Then we have that $(((1+x)+x)+...+x)+x = 1$.
But $(((x+x)+x)+...+x)+1=nx+1$.
The latter is different from 1 if n is large enough.

mathmari · Nov 1, 2013

If I write the command printf("%.16lf",x) does the number x=10^(-8) will do,can we pick this number at this case or should I pick a number 10^(- a number greater than 16) ??

I like Serena · Nov 1, 2013

mathmari said:

If I write the command printf("%.16lf",x) does the number x=10^(-8) will do,can we pick this number at this case or should I pick a number 10^(- a number greater than 16) ??

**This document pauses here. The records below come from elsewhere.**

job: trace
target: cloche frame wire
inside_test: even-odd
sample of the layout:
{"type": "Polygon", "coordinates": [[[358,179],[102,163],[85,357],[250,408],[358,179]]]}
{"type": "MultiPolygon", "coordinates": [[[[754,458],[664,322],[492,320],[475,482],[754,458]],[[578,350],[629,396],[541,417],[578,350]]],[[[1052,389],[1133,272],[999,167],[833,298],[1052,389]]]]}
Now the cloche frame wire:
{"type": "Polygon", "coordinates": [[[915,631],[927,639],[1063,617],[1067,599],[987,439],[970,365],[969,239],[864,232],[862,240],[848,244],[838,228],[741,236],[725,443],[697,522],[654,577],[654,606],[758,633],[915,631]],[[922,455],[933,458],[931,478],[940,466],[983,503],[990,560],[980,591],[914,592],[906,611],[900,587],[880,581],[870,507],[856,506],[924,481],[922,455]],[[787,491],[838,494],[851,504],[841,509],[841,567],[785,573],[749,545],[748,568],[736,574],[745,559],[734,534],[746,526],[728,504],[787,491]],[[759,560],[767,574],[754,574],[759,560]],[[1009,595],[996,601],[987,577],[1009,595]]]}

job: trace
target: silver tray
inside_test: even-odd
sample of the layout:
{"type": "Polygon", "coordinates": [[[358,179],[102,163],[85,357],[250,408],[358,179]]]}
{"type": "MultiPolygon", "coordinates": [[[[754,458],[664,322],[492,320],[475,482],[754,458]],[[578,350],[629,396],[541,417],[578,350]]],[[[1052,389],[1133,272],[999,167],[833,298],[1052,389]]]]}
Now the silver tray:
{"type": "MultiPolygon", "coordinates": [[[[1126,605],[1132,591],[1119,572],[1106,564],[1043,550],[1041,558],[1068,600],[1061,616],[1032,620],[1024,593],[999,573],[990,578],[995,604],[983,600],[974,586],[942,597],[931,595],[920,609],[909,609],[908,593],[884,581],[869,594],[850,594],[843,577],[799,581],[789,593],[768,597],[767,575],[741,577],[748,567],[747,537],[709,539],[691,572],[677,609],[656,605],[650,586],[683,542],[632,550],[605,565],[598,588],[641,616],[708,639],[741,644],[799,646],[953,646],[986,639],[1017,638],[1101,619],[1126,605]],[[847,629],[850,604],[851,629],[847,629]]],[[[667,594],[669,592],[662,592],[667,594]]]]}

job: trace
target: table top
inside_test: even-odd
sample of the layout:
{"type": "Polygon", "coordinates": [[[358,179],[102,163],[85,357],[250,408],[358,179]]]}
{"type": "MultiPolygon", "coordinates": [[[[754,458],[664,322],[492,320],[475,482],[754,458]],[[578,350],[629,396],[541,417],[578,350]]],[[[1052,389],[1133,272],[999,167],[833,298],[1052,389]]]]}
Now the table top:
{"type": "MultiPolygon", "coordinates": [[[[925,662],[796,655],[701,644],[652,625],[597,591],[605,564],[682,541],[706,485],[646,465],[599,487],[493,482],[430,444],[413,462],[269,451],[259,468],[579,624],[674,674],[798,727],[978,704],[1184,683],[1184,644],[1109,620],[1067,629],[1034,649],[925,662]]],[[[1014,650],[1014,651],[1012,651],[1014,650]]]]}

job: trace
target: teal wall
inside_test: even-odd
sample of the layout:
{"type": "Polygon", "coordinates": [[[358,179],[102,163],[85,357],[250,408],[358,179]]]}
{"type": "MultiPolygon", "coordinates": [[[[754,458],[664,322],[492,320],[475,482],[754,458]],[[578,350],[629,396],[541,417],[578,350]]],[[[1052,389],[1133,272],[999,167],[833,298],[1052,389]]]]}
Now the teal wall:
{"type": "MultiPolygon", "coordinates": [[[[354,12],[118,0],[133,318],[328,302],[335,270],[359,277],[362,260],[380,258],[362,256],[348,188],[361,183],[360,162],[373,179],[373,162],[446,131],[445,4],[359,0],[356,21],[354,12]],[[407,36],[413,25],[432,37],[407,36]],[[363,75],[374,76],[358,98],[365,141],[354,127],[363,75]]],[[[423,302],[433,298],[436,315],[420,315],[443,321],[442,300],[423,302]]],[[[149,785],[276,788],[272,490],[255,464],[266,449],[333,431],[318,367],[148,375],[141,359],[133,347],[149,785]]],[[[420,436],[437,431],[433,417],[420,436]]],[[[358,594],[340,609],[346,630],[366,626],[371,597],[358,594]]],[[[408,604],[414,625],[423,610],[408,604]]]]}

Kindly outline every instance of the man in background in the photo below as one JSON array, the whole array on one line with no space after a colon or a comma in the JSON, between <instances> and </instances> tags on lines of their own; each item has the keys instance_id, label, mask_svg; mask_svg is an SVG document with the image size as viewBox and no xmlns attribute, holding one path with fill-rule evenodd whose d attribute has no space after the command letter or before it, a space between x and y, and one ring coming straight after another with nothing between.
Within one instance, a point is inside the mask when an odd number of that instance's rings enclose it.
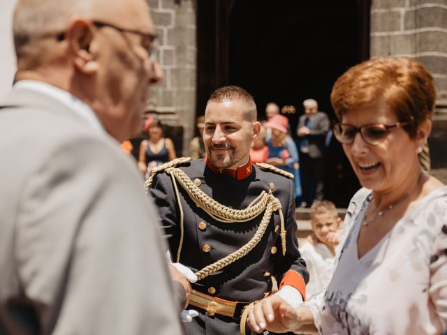
<instances>
[{"instance_id":1,"label":"man in background","mask_svg":"<svg viewBox=\"0 0 447 335\"><path fill-rule=\"evenodd\" d=\"M217 89L205 112L207 157L166 163L147 183L173 260L198 276L188 309L198 316L184 325L188 334L249 334L248 311L271 294L272 276L291 304L305 296L293 175L251 163L256 114L244 89Z\"/></svg>"},{"instance_id":2,"label":"man in background","mask_svg":"<svg viewBox=\"0 0 447 335\"><path fill-rule=\"evenodd\" d=\"M119 148L161 77L146 2L20 0L13 30L0 333L182 334L156 211Z\"/></svg>"},{"instance_id":3,"label":"man in background","mask_svg":"<svg viewBox=\"0 0 447 335\"><path fill-rule=\"evenodd\" d=\"M300 168L302 188L302 207L310 207L314 198L324 196L325 140L329 131L329 119L318 112L314 99L302 103L305 114L300 117L297 133L300 137Z\"/></svg>"}]
</instances>

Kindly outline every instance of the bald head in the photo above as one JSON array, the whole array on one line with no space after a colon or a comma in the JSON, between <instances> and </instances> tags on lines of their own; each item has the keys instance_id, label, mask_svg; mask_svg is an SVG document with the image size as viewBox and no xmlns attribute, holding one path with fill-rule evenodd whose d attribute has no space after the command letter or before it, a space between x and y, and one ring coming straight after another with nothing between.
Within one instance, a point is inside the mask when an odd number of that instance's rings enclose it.
<instances>
[{"instance_id":1,"label":"bald head","mask_svg":"<svg viewBox=\"0 0 447 335\"><path fill-rule=\"evenodd\" d=\"M279 114L279 106L274 103L268 103L265 107L265 117L267 119L277 114Z\"/></svg>"},{"instance_id":2,"label":"bald head","mask_svg":"<svg viewBox=\"0 0 447 335\"><path fill-rule=\"evenodd\" d=\"M18 0L13 24L16 56L22 57L26 47L39 38L64 32L74 18L109 22L114 17L115 22L135 22L139 28L138 22L149 17L149 8L144 0Z\"/></svg>"},{"instance_id":3,"label":"bald head","mask_svg":"<svg viewBox=\"0 0 447 335\"><path fill-rule=\"evenodd\" d=\"M246 121L255 122L258 117L256 104L251 94L238 86L224 86L214 91L208 99L210 103L224 103L226 101L240 101L247 107L242 112Z\"/></svg>"},{"instance_id":4,"label":"bald head","mask_svg":"<svg viewBox=\"0 0 447 335\"><path fill-rule=\"evenodd\" d=\"M17 58L24 47L45 36L64 31L73 16L93 17L90 0L18 0L13 31Z\"/></svg>"}]
</instances>

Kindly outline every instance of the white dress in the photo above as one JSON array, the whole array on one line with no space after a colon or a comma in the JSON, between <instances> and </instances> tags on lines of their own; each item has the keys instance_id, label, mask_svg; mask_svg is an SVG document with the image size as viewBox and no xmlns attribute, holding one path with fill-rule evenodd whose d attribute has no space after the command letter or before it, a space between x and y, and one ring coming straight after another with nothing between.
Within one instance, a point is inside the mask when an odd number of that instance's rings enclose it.
<instances>
[{"instance_id":1,"label":"white dress","mask_svg":"<svg viewBox=\"0 0 447 335\"><path fill-rule=\"evenodd\" d=\"M300 248L300 253L309 271L309 283L306 285L306 299L309 299L328 287L334 271L335 257L323 243L315 246L306 243Z\"/></svg>"},{"instance_id":2,"label":"white dress","mask_svg":"<svg viewBox=\"0 0 447 335\"><path fill-rule=\"evenodd\" d=\"M371 191L348 208L338 264L306 304L323 334L440 334L447 329L447 186L419 202L367 253L358 232Z\"/></svg>"}]
</instances>

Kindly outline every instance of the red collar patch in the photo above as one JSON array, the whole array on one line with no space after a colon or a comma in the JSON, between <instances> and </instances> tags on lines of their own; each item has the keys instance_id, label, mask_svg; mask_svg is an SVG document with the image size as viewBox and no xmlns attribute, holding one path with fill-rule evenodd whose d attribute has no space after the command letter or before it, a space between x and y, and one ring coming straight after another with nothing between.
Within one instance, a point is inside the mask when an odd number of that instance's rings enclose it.
<instances>
[{"instance_id":1,"label":"red collar patch","mask_svg":"<svg viewBox=\"0 0 447 335\"><path fill-rule=\"evenodd\" d=\"M205 158L205 161L210 170L218 176L230 176L236 180L243 180L250 176L251 172L253 172L253 165L251 165L251 160L250 158L249 158L249 161L247 162L247 164L240 166L236 170L217 168L212 164L212 163L211 163L211 161L208 159L208 157Z\"/></svg>"}]
</instances>

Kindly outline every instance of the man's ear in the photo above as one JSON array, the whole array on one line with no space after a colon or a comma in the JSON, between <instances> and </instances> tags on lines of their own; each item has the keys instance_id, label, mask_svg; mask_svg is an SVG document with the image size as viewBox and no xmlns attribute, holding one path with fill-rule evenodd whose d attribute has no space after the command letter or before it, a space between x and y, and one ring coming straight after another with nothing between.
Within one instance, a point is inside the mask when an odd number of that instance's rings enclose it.
<instances>
[{"instance_id":1,"label":"man's ear","mask_svg":"<svg viewBox=\"0 0 447 335\"><path fill-rule=\"evenodd\" d=\"M75 67L86 75L96 73L99 68L91 24L86 20L75 19L66 31L66 39L73 55Z\"/></svg>"}]
</instances>

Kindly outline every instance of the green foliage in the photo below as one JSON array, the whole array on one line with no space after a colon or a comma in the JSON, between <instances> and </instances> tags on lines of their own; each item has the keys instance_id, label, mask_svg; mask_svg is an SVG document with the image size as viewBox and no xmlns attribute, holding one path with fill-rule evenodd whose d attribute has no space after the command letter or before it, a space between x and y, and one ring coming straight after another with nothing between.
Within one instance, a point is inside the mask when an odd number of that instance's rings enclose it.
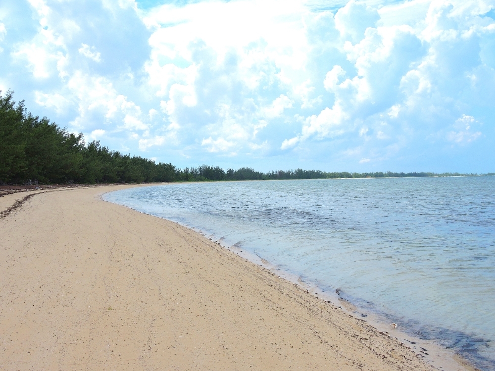
<instances>
[{"instance_id":1,"label":"green foliage","mask_svg":"<svg viewBox=\"0 0 495 371\"><path fill-rule=\"evenodd\" d=\"M0 92L1 93L1 92ZM171 164L155 163L102 147L87 145L47 118L17 105L12 93L0 94L0 184L173 182Z\"/></svg>"},{"instance_id":2,"label":"green foliage","mask_svg":"<svg viewBox=\"0 0 495 371\"><path fill-rule=\"evenodd\" d=\"M0 92L0 184L37 183L140 183L153 182L269 180L355 178L456 176L446 173L328 173L320 170L278 170L268 173L243 167L226 171L207 165L176 169L172 164L123 155L102 147L87 145L82 134L61 129L46 117L33 116L17 105L9 91ZM474 175L475 174L468 174ZM493 173L489 175L493 175Z\"/></svg>"}]
</instances>

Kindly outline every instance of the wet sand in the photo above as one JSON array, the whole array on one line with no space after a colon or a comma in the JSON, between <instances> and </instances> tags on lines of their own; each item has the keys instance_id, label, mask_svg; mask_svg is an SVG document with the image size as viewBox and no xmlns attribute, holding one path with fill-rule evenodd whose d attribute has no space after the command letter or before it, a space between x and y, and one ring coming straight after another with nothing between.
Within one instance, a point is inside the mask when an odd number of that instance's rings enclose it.
<instances>
[{"instance_id":1,"label":"wet sand","mask_svg":"<svg viewBox=\"0 0 495 371\"><path fill-rule=\"evenodd\" d=\"M0 215L0 370L435 369L199 233L100 199L125 186L40 191Z\"/></svg>"}]
</instances>

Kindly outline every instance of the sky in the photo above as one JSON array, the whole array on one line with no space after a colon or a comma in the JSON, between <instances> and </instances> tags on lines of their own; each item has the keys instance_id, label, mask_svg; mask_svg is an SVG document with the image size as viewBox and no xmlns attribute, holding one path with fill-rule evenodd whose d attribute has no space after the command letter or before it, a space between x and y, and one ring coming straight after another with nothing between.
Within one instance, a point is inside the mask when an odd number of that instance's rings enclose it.
<instances>
[{"instance_id":1,"label":"sky","mask_svg":"<svg viewBox=\"0 0 495 371\"><path fill-rule=\"evenodd\" d=\"M495 0L2 0L0 90L178 167L495 172Z\"/></svg>"}]
</instances>

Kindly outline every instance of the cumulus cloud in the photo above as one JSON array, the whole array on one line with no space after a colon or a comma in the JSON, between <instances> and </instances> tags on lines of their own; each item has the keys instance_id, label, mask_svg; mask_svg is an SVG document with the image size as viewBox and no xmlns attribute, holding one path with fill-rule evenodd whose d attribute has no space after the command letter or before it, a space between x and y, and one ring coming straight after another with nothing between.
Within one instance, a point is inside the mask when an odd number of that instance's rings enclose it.
<instances>
[{"instance_id":1,"label":"cumulus cloud","mask_svg":"<svg viewBox=\"0 0 495 371\"><path fill-rule=\"evenodd\" d=\"M89 45L85 44L82 44L81 46L81 47L78 49L79 53L90 59L93 59L95 62L101 61L101 55L99 52L96 51L95 46L90 46Z\"/></svg>"},{"instance_id":2,"label":"cumulus cloud","mask_svg":"<svg viewBox=\"0 0 495 371\"><path fill-rule=\"evenodd\" d=\"M491 0L139 4L2 3L1 86L71 131L179 165L410 170L489 150Z\"/></svg>"}]
</instances>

That depends on how x has been declared.
If you have "float x;" before this, then "x=1e-8;" will do.
If you have "double x;" before this, then you will need something like "x=1e-17;".

And actually, you can also do:

Code:

#include <float.h>
...
float x_float = FLT_EPSILON;
double x_double = DBL_EPSILON;
...

This EPSILON is defined as: "Difference between 1 and the least value greater than 1 that is representable."

mathmari · Nov 1, 2013

A ok..I got it :) Now I am looking at some other exercises with forward/backward error analysis and I noticed that calculating the sum [tex] Σ_{k=1}^{n}(\frac{1}{k^2}) [/tex],using floats,for n<10000 the forward method is better,and for n>=10000,the backward method is better..Why does this happen?

I like Serena · Nov 1, 2013

mathmari said:

A ok..I got it :) Now I am looking at some other exercises with forward/backward error analysis and I noticed that calculating the sum [tex] Σ_{k=1}^{n}(\frac{1}{k^2}) [/tex],using floats,for n<10000 the forward method is better,and for n>=10000,the backward method is better..Why does this happen?

How so?
Backward method should always be better.

I quickly checked and my results confirm that.

mathmari · Nov 1, 2013

For the forward method for floats I used the following algorithm:

Code:

      int i;
      float m=0;
      for (i=1; i<=n; i++)
           m=m+1.0/(pow(i,2));

For the backward method:

Code:

      int i;
      float l=1.0/(pow(n,2));
      for (i=1; i<n; i++) 
           l=l+1.0/(pow(n-i,2));

What have I done wrong?

I like Serena · Nov 1, 2013

mathmari said:
For the forward method for floats I used the following algorithm:
Code:
      int i;
      float m=0;
      for (i=1; i<=n; i++)
           m=m+1.0/(pow(i,2));
For the backward method:
Code:
      int i;
      float l=1.0/(pow(n,2));
      for (i=1; i<n; i++) 
           l=l+1.0/(pow(n-i,2));
What have I done wrong?

No mistake.
And your results check out.

Note that the backward results are slightly higher than the forward results as they should be.
The backward results are more accurate.

mathmari · Nov 1, 2013

For n=1000,the forward method error is 0.0009543306455124,and the backward method error 0.0009546722587621
Have you found something else for this n?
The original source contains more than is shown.